Do tego zjadłam 3 ciasteczka biszkoptowe z jakimś cukrem posypanym :(
Mogę się tylko pocieszyć że chociaż nie przekroczyłam dziennej ilości kalorii
jaką sobie wyznaczyłam :)

Moje menu dziś :

kawa czarna z łyż.cukru = 30 kcal
Ś: płatki musli z mlekiem = 316 kcal
II Ś: kawa 3 w 1 i 3 ciasteczka biszkoptowe z posypanym cukrem = 188 kcal
O: ziemniaki pieczona pierś z kurczaka i surówka z czer.buraczków = 380 kcal
P: kanapka z serkiem topionym hochland i pomidorkiem, pomarańcz = 240 kcal
kawa czarna z łyż.cukru = 30 kcal
K: kanapka z serkiem topionym hochland i pomidorkiem, jabłko = 240 kcal
Razem: 1424 kcal




Ach piwko się śni  :) :) :)
Dobranoc kochani :)



26 sierpnia 2010 , Komentarze (4)


Wow  :) Dziś w końcu jeździłam na rowerku stacjonarnym :)
Obiecałam sobie w ciągu dnia że do póki nie pojeżdżę to nie zrobię wpisu na vitalji :)
I tak też się stało :)
Będę robić tak codziennie :) Muszę tylko rano wcisnąć tą jazdę na rowerku :)
Bo wieczorami już taki leń mnie dopada a wtedy odpuszczam :)
A rano wstaje o ósmej piję kawę zaczynam troszkę ogarniać mieszkanie typu pościelenie
łóżek i odkładać różne rzeczy na właściwe miejsce.O dziewiątej
jemy śniadanko z dziećmi po śniadanku zmywanie naczyń i przygotowanie się już do ćwiczeń
bo zaczynam o dziesiątej czasami jest z przerwami małymi bo trzeba na dzieci patrzeć co robią
bo czasem nie potrafią spokojnie usiedzieć ( jak to dzieci) więc taki czas mam do 11 potem idę do kuchni szykować już obiad na 12.30 bo tak ma mój mężczyzna przerwę na lancz
i przychodzi do domu bo ma blisko pracę :)
Miedzy czasie kiedy już ten obiad podszykuje i wszystko jest już na kuchence lub w piekarniku
ja oporządzam siebie w łazience.
Po obiadku mycie naczyń ale nie zawsze czasem to zostawiam swojemu panu jak  przyjdzie z pracy to pozmywa (trzeba czasem sobie radzić nie dziewczyny ) :)
I czas na wyjście na dwór z dziećmi jeśli jest pogoda :) Ale ostatnio nawet nawet :)
I tak wygląda codziennie mój ranek i popołudnie trochę jest co robić :)
A ja chcę tu wcisnąć jeszcze rowerek :)

Dzisiaj będąc na placu zabaw z dziećmi spotkałam koleżankę (polkę )
Jeździła na rowerze z córką i mówi że właśnie sobie kupiła .
Ja mówię że to bardzo fajnie zawsze to jakiś ruch.
Ta koleżanka trochę się zaniedbała i no nie jest szczupła.
Ostatnio o niej kilka razy myślałam dlaczego nic z tym nie robi  i myślałam jej po prostu o tym powiedzieć i dziś dzięki temu jej rowerowi pojawił się ten temat właściwie to ona sama zaczęła
mówiąc że wie jak wygląda
a ja mówię do niej czy stosuje jakąś dietę czy cokolwiek ona mówi że na razie nie
i nie wie jaką i nic za bardzo na ten temat.
Więc ja mówię co jak ja robię że jem 6 x dziennie i że się nie głodzę stosuję dietę 1500
kcal.

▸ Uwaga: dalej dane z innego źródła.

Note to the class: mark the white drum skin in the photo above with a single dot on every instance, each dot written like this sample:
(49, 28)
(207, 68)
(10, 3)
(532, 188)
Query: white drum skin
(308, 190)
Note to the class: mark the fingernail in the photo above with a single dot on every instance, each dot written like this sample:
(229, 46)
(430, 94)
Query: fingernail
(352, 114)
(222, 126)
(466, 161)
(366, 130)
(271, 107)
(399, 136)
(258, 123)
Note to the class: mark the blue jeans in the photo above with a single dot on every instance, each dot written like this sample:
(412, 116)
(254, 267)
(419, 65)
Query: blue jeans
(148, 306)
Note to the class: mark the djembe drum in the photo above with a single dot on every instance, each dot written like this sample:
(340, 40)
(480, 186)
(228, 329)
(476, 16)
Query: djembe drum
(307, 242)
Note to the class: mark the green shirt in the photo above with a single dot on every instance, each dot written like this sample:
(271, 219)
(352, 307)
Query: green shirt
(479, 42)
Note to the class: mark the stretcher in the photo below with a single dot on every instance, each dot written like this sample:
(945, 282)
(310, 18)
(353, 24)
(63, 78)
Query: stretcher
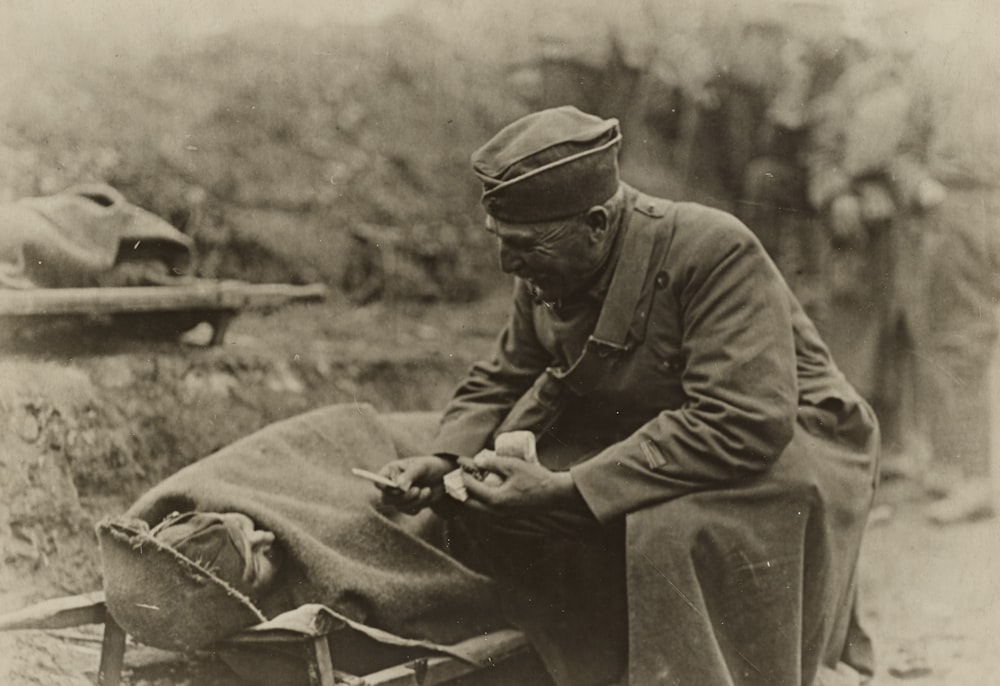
(301, 646)
(185, 306)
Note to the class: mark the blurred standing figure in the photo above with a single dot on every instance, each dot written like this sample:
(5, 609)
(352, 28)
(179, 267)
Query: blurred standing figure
(868, 179)
(960, 62)
(781, 60)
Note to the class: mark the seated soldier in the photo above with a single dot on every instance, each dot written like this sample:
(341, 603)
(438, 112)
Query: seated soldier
(703, 475)
(704, 470)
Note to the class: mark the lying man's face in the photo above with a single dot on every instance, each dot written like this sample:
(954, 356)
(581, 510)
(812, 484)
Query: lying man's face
(226, 543)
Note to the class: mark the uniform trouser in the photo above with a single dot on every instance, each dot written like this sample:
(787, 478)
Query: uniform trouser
(753, 584)
(963, 286)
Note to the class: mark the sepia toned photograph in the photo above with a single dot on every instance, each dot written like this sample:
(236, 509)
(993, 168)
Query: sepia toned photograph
(473, 343)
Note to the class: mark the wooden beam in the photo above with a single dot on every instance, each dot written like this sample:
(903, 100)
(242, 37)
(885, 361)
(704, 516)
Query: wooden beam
(201, 295)
(58, 613)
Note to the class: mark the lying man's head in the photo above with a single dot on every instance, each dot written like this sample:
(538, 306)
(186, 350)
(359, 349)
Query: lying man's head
(227, 544)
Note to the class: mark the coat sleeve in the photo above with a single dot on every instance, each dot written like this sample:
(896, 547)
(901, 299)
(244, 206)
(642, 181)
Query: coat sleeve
(739, 379)
(486, 395)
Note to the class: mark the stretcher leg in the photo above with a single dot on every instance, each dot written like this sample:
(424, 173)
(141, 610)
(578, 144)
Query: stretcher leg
(112, 654)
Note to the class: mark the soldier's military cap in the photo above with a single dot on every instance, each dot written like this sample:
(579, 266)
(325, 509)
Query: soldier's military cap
(549, 165)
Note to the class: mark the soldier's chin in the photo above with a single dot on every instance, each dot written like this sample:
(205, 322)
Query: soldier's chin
(543, 289)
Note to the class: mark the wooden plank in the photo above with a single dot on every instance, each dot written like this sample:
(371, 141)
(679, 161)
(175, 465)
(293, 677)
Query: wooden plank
(214, 295)
(58, 613)
(494, 648)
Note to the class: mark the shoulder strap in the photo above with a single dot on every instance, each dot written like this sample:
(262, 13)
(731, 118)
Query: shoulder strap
(643, 249)
(639, 254)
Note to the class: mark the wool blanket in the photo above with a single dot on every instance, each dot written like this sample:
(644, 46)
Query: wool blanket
(369, 564)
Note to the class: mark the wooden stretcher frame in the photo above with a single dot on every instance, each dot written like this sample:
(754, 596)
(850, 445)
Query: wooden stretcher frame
(89, 608)
(215, 302)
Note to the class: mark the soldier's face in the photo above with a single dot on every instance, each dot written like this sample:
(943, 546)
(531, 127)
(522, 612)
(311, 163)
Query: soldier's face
(257, 547)
(555, 258)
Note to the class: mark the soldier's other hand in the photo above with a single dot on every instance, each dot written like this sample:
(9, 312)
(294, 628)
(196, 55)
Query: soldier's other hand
(522, 486)
(845, 221)
(418, 482)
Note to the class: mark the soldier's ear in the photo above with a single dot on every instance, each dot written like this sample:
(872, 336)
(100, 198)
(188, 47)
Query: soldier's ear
(597, 220)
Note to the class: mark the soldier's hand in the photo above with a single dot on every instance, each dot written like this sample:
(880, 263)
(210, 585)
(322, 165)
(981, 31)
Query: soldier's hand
(521, 487)
(418, 482)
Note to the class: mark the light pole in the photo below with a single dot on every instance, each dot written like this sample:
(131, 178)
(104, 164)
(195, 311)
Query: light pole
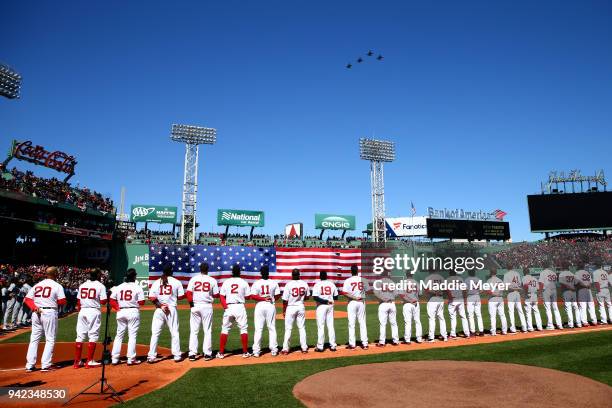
(377, 152)
(193, 137)
(10, 82)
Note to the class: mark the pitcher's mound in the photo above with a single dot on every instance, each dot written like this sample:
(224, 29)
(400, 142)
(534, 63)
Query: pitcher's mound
(450, 384)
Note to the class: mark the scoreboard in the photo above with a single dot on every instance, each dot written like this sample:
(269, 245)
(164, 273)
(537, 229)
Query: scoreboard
(467, 229)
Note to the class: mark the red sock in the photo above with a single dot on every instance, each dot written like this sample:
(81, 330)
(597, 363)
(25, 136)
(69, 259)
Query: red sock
(91, 349)
(222, 343)
(244, 337)
(78, 350)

Ona patrzy i mówi przecież ty chuda jesteś :)
Ja mówię że wiem ze w teraz to głupio brzmi itp.
I mówię do niej że jeśli chce ja mogę jej pomóc w odchudzaniu.Ponieważ ona nie wie jak zacząć ani nic za bardzo. Ona bardzo się ucieszyła i doszłyśmy do wniosku że zaczniemy od września jak dzieci pójdą do szkoły.
Bałam się zacząć taki temat z nią bo nie chciałam jej urazić czy zranić ale na szczęście
wyszło dobrze i będzie mieć wsparcie moje.
Powiedziałam jej również o tej stronie :)
Myślę że dobrze zrobiłam proponując jej pomoc :)

Trochę się rozpisałam :)
A to dzisiejsze menu :

kawa czarna z łyż cukru = 30 kcal
Ś; płatki musli z mlekiem = 316 kcal
II Ś: gruszka = 60 kcal
O: kalafior z jajkiem sadzonym =300 kcal
D: jogurt i kanapka z pasztetem i pomidorem = 255 kcal
P: kanapka z pasztetem i pomidorem =180 kcal
kawa czarna z łyż.cukru = 30 kcal
K: 2 x parówka ,pomarańcza i marchewka = 300 kcal
RAZEM: 1471 kcal



AKTYWNOŚĆ:

9 min rozgrzewki
9 min legs
9 min arms
8 min abs
8 min buns
30 min rowerek stacjonarny


 


 

25 sierpnia 2010 , Komentarze (8)




Na początku chcę wam podziękować za przemiłe komentarze :)
Jesteście  kochani :)
Wiem że  nie wyglądam jakoś strasznie ale no jestem kobietą i w stosunku do siebie
dość surowa :)
Nie chcę być chuda jak patyk gdzie na kościach będzie wisieć skóra bo nie fajnie to wygląda.
Bardzo zależy mi na wyrzeźbieniu całego ciało  mieć piękną sylwetkę i zgrabną
a przy tym również ładnie umięśnione różne partię ciała, podniesione pośladki i pozbyciu się cellulitu :)
Nie wiem czy chcę ważyć 50 kg bo nie wiem jak będę wyglądać to wszystko się okaże :)
Kiedyś tyle ważyłam dużo nie brakuje no cóż to się zobaczy :D
Wracając do waszych komentarzy to naprawdę podnosicie człowiekowi motywację i siłę
by dążyć do upragnionego celu bądź zamiaru.



Menu:

kawa czarna z łyż.cukru =30kcal
Ś:płatki musli z mlekiem =316 kcal
II Ś :(110g) gruszka(60k) i (120g) jabłko(60k) =120 kcal
O:1 x ziemniak,kotlet mielony,surówka z czerwonych buraczków =450 kcal
D:(130g) pomarańcza(60 k ),(100g) winogrona(70k)=200 kcal
kawa czarna z łyżeczką cukru = 30 kcal
P:kanapka z serem żółtym i pomidorkiem =198 kcal
duża marchewka = 40 kcal
K:kanapka z wędliną i pomidorkiem=115 kcal
Razem:1499 kcal

Mała motywacja :D



AKTYWNOŚĆ:

9 min rozgrzewka
9 min legs
9 min arms
8 min abs
8 min buns



24 sierpnia 2010 , Komentarze (19)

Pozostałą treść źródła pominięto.